C++11 Approach: Compare two frequency vectors. std::vector operator== performs element-wise comparison, which is constant time for fixed size 26.

#include <string>
#include <vector>

bool checkInclusion(std::string s1, std::string s2) {
    if (s1.size() > s2.size()) return false;

    std::vector<int> s1Map(26, 0);
    std::vector<int> s2Map(26, 0);

    // Initialize the first window
    for (int i = 0; i < s1.size(); ++i) {
        s1Map[s1[i] - 'a']++;
        s2Map[s2[i] - 'a']++;
    }

    // Sliding the window
    for (int i = 0; i < s2.size() - s1.size(); ++i) {
        if (s1Map == s2Map) return true; // O(1) comparison (26 ints)

        // Slide: remove left, add right
        s2Map[s2[i] - 'a']--;
        s2Map[s2[i + s1.size()] - 'a']++;
    }

    return s1Map == s2Map;
}

6. Sliding Window Maximum (The Hard One)

Problem: Find the max element in every window of size k.

Container: std::deque (Double-Ended Queue).

Complexity: Time O(N) | Space O(k).

Under the Hood: We maintain a Monotonic Decreasing Queue. The deque stores indices.

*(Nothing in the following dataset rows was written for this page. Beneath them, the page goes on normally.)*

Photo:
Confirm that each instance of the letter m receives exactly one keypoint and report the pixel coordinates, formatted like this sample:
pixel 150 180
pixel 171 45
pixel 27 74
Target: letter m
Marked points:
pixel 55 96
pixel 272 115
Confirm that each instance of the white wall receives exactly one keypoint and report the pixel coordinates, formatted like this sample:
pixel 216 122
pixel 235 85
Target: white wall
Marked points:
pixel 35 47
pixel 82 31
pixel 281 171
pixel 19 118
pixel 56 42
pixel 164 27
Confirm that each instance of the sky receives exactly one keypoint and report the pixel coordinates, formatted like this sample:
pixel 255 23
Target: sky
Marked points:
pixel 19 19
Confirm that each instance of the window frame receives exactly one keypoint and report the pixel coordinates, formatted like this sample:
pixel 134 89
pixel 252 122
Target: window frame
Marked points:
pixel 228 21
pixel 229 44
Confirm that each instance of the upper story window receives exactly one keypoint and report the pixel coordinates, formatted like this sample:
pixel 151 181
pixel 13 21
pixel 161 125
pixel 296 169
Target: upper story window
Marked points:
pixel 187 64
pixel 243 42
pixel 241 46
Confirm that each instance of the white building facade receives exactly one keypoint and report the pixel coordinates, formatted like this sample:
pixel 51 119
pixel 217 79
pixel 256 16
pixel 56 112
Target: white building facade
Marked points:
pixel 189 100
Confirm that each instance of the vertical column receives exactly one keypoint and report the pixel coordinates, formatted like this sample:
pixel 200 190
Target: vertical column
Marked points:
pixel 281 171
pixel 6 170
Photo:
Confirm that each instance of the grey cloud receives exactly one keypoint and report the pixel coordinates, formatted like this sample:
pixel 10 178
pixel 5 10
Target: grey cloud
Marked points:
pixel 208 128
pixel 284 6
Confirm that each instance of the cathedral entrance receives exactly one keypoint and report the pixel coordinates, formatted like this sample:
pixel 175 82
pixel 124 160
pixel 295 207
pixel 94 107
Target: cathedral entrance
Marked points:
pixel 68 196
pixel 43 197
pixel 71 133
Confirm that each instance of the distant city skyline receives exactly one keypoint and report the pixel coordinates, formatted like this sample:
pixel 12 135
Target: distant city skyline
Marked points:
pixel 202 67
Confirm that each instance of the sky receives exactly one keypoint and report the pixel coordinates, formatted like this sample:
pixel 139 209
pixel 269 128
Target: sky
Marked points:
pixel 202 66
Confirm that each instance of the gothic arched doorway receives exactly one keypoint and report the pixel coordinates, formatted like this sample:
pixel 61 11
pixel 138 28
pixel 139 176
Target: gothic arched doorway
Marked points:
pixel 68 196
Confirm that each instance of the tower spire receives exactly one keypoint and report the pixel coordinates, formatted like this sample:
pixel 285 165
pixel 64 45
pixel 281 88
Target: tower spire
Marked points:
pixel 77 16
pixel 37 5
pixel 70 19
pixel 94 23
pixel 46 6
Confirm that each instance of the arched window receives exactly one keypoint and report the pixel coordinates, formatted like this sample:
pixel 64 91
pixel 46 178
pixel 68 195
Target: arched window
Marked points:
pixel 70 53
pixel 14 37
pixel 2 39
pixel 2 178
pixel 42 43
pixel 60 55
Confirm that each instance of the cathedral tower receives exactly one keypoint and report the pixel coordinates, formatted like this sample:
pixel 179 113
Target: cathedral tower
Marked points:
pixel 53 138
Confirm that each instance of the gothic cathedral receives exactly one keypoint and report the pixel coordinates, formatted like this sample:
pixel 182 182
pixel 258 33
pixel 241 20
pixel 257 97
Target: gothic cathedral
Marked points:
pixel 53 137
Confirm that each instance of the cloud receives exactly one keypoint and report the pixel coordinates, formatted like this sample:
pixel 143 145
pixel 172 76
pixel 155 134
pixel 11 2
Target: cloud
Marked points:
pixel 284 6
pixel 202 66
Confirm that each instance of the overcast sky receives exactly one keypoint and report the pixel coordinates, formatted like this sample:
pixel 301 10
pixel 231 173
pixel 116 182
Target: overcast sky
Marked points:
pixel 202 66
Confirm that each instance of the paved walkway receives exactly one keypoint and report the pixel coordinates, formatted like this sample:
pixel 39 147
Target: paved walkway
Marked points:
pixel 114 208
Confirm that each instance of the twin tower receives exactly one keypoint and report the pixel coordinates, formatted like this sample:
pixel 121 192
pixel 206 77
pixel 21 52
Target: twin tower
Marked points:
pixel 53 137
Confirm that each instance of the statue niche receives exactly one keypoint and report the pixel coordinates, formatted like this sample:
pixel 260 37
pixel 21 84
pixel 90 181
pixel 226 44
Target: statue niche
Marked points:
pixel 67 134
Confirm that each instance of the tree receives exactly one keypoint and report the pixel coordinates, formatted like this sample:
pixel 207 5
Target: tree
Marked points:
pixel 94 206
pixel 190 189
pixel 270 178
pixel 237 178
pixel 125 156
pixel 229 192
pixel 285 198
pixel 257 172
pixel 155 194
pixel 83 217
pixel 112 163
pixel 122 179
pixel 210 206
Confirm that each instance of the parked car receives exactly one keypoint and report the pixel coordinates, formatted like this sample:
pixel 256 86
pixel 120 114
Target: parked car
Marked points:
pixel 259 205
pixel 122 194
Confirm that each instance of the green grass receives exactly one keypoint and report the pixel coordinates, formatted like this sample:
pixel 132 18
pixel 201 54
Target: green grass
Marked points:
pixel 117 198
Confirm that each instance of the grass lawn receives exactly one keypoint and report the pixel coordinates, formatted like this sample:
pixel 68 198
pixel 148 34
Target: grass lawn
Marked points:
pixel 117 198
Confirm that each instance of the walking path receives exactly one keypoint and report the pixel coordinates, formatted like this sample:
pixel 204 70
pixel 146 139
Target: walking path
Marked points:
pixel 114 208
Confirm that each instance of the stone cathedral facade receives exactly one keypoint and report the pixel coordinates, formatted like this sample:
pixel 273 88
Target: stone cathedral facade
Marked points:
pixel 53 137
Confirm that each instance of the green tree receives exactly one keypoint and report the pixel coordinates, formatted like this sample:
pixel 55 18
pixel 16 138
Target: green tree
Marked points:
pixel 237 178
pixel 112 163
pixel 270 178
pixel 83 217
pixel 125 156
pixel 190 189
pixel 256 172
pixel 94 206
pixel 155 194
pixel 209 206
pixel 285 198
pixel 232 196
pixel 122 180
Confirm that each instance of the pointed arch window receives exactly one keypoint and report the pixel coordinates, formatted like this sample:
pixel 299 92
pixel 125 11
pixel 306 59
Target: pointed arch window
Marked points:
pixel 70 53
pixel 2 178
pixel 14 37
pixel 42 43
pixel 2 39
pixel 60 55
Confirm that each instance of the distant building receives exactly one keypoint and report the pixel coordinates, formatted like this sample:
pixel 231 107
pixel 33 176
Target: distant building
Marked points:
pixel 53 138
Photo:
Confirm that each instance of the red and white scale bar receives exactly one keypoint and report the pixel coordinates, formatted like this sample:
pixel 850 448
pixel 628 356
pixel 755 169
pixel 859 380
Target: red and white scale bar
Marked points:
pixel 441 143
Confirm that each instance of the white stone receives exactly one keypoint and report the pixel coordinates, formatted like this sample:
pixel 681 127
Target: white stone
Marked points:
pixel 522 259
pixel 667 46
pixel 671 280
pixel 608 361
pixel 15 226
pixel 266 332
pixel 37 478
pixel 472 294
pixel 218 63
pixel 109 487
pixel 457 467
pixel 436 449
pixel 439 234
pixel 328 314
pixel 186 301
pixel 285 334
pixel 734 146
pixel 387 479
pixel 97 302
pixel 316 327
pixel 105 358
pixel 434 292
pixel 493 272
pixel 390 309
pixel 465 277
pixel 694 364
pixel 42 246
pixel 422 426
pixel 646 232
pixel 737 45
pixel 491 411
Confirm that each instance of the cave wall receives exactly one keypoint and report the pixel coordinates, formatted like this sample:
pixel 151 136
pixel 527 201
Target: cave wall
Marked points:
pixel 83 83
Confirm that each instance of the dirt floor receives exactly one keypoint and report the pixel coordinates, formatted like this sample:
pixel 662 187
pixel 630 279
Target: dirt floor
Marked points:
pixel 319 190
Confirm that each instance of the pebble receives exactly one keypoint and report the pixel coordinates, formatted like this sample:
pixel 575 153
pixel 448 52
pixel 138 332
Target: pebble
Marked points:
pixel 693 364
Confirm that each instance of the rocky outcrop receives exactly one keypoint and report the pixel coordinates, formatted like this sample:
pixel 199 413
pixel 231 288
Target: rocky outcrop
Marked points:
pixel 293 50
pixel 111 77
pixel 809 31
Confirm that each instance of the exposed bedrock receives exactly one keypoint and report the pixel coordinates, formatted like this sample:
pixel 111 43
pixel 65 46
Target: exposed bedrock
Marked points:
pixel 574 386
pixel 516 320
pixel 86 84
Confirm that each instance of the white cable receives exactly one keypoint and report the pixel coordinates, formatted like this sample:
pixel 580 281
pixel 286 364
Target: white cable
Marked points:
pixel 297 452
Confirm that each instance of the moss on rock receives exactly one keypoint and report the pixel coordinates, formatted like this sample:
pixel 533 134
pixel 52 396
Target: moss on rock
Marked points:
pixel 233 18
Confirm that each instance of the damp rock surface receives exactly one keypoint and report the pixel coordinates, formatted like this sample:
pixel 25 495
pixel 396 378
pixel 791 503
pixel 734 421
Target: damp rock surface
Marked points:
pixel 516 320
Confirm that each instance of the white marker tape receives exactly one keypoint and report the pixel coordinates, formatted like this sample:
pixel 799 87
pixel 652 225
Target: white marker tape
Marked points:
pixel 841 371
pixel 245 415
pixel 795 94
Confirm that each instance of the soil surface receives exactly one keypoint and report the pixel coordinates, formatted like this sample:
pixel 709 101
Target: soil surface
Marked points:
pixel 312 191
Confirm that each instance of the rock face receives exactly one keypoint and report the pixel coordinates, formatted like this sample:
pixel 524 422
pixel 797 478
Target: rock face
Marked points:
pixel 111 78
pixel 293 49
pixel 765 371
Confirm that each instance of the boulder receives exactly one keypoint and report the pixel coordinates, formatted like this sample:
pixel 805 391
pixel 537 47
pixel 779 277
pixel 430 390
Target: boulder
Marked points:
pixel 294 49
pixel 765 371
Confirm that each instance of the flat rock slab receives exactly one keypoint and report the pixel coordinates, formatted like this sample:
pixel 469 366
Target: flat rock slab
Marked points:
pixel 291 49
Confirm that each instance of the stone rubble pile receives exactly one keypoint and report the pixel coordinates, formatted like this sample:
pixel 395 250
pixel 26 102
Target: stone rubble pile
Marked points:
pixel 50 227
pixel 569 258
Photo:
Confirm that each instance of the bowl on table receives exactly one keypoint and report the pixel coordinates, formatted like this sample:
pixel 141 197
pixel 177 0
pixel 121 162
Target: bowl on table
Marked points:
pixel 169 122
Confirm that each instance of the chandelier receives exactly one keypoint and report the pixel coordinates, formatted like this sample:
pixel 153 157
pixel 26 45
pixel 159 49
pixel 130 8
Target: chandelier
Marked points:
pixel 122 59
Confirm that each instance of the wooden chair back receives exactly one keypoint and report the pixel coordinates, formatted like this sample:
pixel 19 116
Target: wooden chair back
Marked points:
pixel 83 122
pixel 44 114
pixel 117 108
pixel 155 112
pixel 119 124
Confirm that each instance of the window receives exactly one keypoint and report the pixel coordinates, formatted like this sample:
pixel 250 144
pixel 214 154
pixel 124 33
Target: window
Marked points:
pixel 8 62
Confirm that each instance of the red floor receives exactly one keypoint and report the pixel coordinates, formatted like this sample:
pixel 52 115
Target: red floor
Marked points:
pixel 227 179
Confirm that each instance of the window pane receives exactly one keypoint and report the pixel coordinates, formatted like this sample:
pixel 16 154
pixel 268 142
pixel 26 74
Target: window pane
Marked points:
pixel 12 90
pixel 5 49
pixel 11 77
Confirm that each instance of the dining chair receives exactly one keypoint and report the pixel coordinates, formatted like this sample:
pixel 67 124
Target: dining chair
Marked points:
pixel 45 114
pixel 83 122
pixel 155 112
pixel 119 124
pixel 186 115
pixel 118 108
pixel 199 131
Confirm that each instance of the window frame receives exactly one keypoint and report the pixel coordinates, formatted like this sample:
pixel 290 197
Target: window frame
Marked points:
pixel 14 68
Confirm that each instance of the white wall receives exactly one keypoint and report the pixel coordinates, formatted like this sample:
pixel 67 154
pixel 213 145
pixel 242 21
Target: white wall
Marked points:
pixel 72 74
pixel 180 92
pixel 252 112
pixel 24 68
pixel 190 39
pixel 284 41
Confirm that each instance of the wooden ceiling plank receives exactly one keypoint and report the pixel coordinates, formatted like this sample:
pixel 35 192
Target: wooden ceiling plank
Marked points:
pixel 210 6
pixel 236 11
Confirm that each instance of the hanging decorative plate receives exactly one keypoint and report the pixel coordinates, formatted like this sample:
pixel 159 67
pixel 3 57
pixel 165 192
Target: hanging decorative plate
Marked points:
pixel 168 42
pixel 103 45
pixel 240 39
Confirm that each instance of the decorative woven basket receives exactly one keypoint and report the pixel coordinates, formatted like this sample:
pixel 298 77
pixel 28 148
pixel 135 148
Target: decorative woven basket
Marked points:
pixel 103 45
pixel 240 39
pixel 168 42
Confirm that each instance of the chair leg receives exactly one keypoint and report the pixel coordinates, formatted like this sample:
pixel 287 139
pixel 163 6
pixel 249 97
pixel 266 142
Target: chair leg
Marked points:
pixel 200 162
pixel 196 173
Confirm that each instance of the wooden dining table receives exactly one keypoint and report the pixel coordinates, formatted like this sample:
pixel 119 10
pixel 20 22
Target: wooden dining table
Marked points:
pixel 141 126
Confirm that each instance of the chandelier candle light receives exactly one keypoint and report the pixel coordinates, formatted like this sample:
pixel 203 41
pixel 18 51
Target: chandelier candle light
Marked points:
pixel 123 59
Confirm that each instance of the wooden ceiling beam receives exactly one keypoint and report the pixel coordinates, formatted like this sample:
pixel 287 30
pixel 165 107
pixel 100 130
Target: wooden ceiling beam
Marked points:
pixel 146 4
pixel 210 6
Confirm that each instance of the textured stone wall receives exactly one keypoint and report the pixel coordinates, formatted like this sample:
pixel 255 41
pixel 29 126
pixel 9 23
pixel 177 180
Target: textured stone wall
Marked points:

  1. Remove indices out of the current window from the front.
  2. Remove indices whose values are smaller than nums[i] from the back (they are useless because nums[i] is newer and larger).
  3. Add nums[i] to the back.
  4. The front of the deque is always the index of the maximum element.
#include <vector>
#include <deque>

std::vector<int> maxSlidingWindow(std::vector<int>& nums, int k) {
    std::vector<int> result;
    std::deque<int> dq; // Stores INDICES

    for (int i = 0; i < nums.size(); ++i) {
        // 1. Remove indices that are out of this window
        if (!dq.empty() && dq.front() == i - k) {
            dq.pop_front();
        }

        // 2. Maintain Monotonic Decreasing property
        // Remove elements smaller than current from the back
        while (!dq.empty() && nums[dq.back()] < nums[i]) {
            dq.pop_back();
        }

        // 3. Add current index
        dq.push_back(i);

        // 4. Add result (only after first window is formed)
        if (i >= k - 1) {
            result.push_back(nums[dq.front()]);
        }
    }

    return result;
}

ASCII Visualization: Monotonic Deque

**Input:** `[1, 3, -1, -3, 5]`, `k=3`

**Step 1 (i=0, val=1):** `dq: [0]` (val: 1)
**Step 2 (i=1, val=3):** 3 > 1. Pop 0. `dq: [1]` (val: 3)
**Step 3 (i=2, val=-1):** -1 < 3. Push. `dq: [1, 2]` (vals: 3, -1). **Max: 3**
**Step 4 (i=3, val=-3):** Window moves. `dq` front is 1 (index). valid.
   -3 < -1. Push. `dq: [1, 2, 3]` (vals: 3, -1, -3). **Max: 3**
**Step 5 (i=4, val=5):** Window moves. `dq` front is 1. valid.
   5 > -3 (pop). 5 > -1 (pop). 5 > 3 (pop). 
   `dq: [4]` (val: 5). **Max: 5**

Summary of Sliding Window Patterns

Problem Type State Container Key Logic
Max/Min Length vector<int> (Freq) Expand right, while invalid shrink left.
Fixed Window vector<int> (Freq) right expands, left increments strictly with right.
String Permutation vector compare v1 == v2 is efficient for fixed alphabet.
Window Maximum std::deque Monotonic Queue (Indices). Front = Max.
Exact Count count variable Maintain count of matching distinct chars to avoid looping map.